Trivial question on derivative of quadratic form of vector-valued function

77 Views Asked by At

This seems like a trivial question but I am currently stuck and cannot see what I am doing wrong.

So let us consider a function $f(x) : \mathbb{R}^d \rightarrow \mathbb{R}^d$.

I want to compute the derivative w.r.t. $x \in \mathbb{R}^d$ of an expression that contains a quadratic form of $f(x)$

$$I = f(x)^{\top} C f(x) . $$

Here $C$ is a $d\times d$ matrix.

By taking the derivative w.r.t to the vector $x$ we have

$$ \frac{\partial I}{\partial x} = 2C f(x) \cdot \nabla f(x), $$ where $\nabla f(x)$ denotes the Jacobian of $f$ which will be a $d \times d$ matrix.

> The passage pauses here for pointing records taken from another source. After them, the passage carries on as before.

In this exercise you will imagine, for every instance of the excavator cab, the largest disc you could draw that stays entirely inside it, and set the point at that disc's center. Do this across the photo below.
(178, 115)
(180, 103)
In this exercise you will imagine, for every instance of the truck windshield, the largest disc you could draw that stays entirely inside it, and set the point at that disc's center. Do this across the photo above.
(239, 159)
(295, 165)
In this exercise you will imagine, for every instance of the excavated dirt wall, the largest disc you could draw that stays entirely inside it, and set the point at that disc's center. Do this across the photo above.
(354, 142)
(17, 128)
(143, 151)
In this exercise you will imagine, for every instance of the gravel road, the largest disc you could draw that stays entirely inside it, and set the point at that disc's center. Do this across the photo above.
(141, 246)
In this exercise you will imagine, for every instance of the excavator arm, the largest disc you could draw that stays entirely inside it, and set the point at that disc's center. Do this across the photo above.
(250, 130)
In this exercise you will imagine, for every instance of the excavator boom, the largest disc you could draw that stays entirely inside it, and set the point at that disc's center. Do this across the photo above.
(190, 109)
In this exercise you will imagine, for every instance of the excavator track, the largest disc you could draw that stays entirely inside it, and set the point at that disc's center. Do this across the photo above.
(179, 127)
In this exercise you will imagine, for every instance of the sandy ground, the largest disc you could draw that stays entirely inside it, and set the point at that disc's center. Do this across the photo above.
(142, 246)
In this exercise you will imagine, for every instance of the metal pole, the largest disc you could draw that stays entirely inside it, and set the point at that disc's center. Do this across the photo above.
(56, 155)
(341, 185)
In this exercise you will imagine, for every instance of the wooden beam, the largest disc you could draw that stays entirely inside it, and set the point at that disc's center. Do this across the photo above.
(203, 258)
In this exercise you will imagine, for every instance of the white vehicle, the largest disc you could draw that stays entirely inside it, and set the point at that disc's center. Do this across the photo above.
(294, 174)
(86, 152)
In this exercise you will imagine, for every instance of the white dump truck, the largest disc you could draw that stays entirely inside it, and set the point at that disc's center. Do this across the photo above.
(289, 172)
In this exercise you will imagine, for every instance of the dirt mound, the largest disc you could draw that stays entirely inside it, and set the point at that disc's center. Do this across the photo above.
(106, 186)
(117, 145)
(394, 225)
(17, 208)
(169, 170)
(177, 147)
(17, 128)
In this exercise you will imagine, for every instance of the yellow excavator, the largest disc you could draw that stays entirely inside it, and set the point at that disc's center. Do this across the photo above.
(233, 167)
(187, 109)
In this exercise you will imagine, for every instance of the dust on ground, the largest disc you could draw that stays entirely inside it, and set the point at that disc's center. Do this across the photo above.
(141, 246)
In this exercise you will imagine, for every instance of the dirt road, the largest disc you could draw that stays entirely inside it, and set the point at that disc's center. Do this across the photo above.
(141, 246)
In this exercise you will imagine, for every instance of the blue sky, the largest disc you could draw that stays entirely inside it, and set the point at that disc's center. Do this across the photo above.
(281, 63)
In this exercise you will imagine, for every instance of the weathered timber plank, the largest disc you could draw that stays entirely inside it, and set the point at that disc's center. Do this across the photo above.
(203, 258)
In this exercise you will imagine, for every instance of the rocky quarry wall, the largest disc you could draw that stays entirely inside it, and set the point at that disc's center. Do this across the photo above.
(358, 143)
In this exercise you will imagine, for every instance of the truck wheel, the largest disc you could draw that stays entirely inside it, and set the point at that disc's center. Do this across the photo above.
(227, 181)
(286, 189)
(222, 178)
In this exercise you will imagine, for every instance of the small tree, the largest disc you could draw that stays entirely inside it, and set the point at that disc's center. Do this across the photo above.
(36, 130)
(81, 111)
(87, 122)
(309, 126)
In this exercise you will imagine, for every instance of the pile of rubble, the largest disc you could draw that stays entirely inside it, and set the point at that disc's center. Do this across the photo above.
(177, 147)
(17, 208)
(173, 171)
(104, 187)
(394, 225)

Now my problem is that the dimensions of the matrices in the last expression do not match: We have

  • $C: d\times d$,
  • $f(x): d\times 1$, and
  • $\nabla f(x): d \times d$.

So the last two dimensions do not add up. What I am doing wrong? Is the correct derivative $$ \frac{\partial I}{\partial x} = \nabla f(x) 2 C f(x) , $$ or $$ \frac{\partial I}{\partial x} = ( 2 C f(x) )^{\top} \cdot \nabla f(x) $$

1

There are 1 best solutions below

0
On BEST ANSWER

I found a related answer here: https://math.stackexchange.com/a/3128040/527323

Given a differentiable vector field $\mathrm f : \mathbb R^d \to \mathbb R^d$ and a matrix $\mathrm C \in \mathbb R^{d \times d}$, let function $F : \mathbb R^d \to \mathbb R$ be defined by

$$F (\mathrm x) := \langle \mathrm f (\mathrm x), \mathrm C \mathrm f (\mathrm x) \rangle$$

whose directional derivative in the direction of $\mathrm y \in \mathbb R^d$ at $\mathrm x \in \mathbb R^d$ is

$$D_{\mathrm y} F (\mathrm x) := \lim_{h \to 0} \frac{F (\mathrm x + h \mathrm y) - F (\mathrm x)}{h} = \cdots = \langle \mathrm y, \mathrm J_{\mathrm f}^\top (\mathrm x) \, \mathrm C \, \mathrm f (\mathrm x) \rangle + \langle \mathrm J_{\mathrm f}^\top (\mathrm x) \, \mathrm C^\top \mathrm f (\mathrm x) , \mathrm y \rangle$$

where matrix $\mathrm J_{\mathrm f} (\mathrm x)$ is the Jacobian of vector field $\rm f$ at $\mathrm x \in \mathbb R^d$.

Thus, the gradient of $F$ is

$$\nabla_{\mathrm x} F (\mathrm x) = \mathrm J_{\mathrm f}^\top (\mathrm x) \left( \mathrm C + \mathrm C^\top \right) \mathrm f (\mathrm x)$$